Async I/O Integration¶
This document explains how async I/O is applied throughout the kiwi-db engine — which operations are async, which stay sync, and why. Every operation is classified before choosing its execution model: I/O-bound operations get async treatment, pure computation stays synchronous.
Classification Framework¶
| Class | Signature | Rule | Examples |
|---|---|---|---|
| I/O-bound | async def + await |
Disk write, fsync, mmap open | WAL append, SSTable finish |
| Sync I/O (blocking stdlib) | def + asyncio.to_thread() |
mmap, open(), os.fsync |
WAL sync_append, compaction subprocess |
| CPU-bound | def, offload if >100ms |
CRC32, bloom filter build | Compaction merge |
| Pure logic | def, call directly |
Key comparison, bisect, flag checks | MemTable get, bloom may_contain |
Component Breakdown¶
WAL (app/wal/, app/engine/wal_manager.py)¶
append()— async, delegates toto_thread(_sync_append)so the event loop stays free during fsyncreplay()— sync, runs once at startup before any async workerstruncate_before()— async viato_thread, rewrites the WAL file
WAL fsync is the dominant write-path latency (0.5–2ms). Making it async lets the engine accept the next put() while the OS flushes.
MemTable (app/memtable/)¶
All operations are sync. The skip list is entirely in-memory — point lookups are microseconds, iteration is O(n). Per the async guidelines: never make a function async unless it contains at least one await on I/O.

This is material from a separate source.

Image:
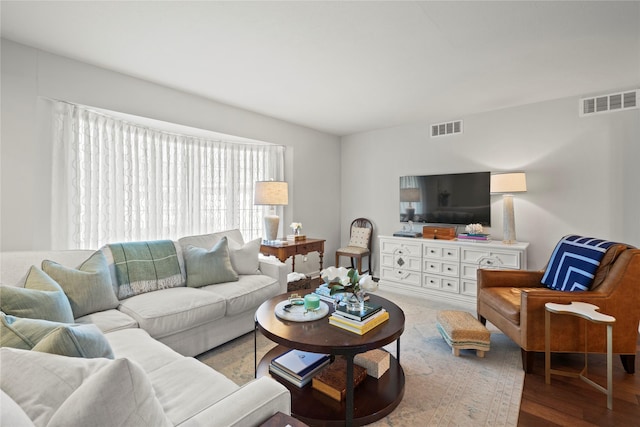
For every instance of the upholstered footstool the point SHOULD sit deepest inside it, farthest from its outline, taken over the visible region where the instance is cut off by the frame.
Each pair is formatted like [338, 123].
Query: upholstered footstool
[463, 332]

SSTable Writer (app/sstable/writer.py)¶
put()— sync (buffers in memory, no I/O per record)finish()— async (L0): bloom filter and index written concurrently viaasyncio.gatherfinish_sync()— sync (L1+): runs in compaction subprocess where blocking is fine
SSTable Reader (app/sstable/reader.py)¶
open()— async factory: mmapsdata.bin, lazily defers bloom/index loadingget()— sync: bloom check + bisect + mmap scan are pure memory operations after OS page cache is warm- Bloom and index loaded lazily on first
get(), cached inBlockCache
SSTable Manager Read Path¶
L0 reads fan out concurrently — all L0 files must be checked (overlapping ranges). This is the key async optimization on the read path: instead of checking 4 files sequentially (~4ms), all are checked in parallel (~1ms regardless of count).
L1+ reads are sequential (one file per level, non-overlapping ranges).
Flush Pipeline¶
Async daemon task. Writes are parallel (bounded by semaphore), commits are serialized (event chain). See Flush Pipeline for details.
Compaction¶
CPU-bound merge runs in a ProcessPoolExecutor subprocess, dispatched via asyncio.to_thread(pool.submit(...).result). The event loop stays free during the potentially long merge operation.
What Stays Sync and Why¶
| Component | Reason |
|---|---|
SkipList.put() / get() |
In-memory, microseconds |
ImmutableMemTable.get() |
Dict lookup |
| CRC32 computation | <1ms per record |
BloomFilter.may_contain() |
Bit array read |
SparseIndex.floor_offset() |
List bisect |
These are all pure computation with no I/O. Wrapping them in async would add overhead without benefit.
Lock Ordering¶
The critical ordering rule: _mem.write_lock → _wal_lock. The write lock is acquired first in engine.put(), then the WAL lock is acquired inside sync_append(). Reversing this order causes deadlock.
No threading lock is ever held when an asyncio primitive is awaited. The async primitives (flush semaphore, commit events) are only awaited in async context where no threading lock is held.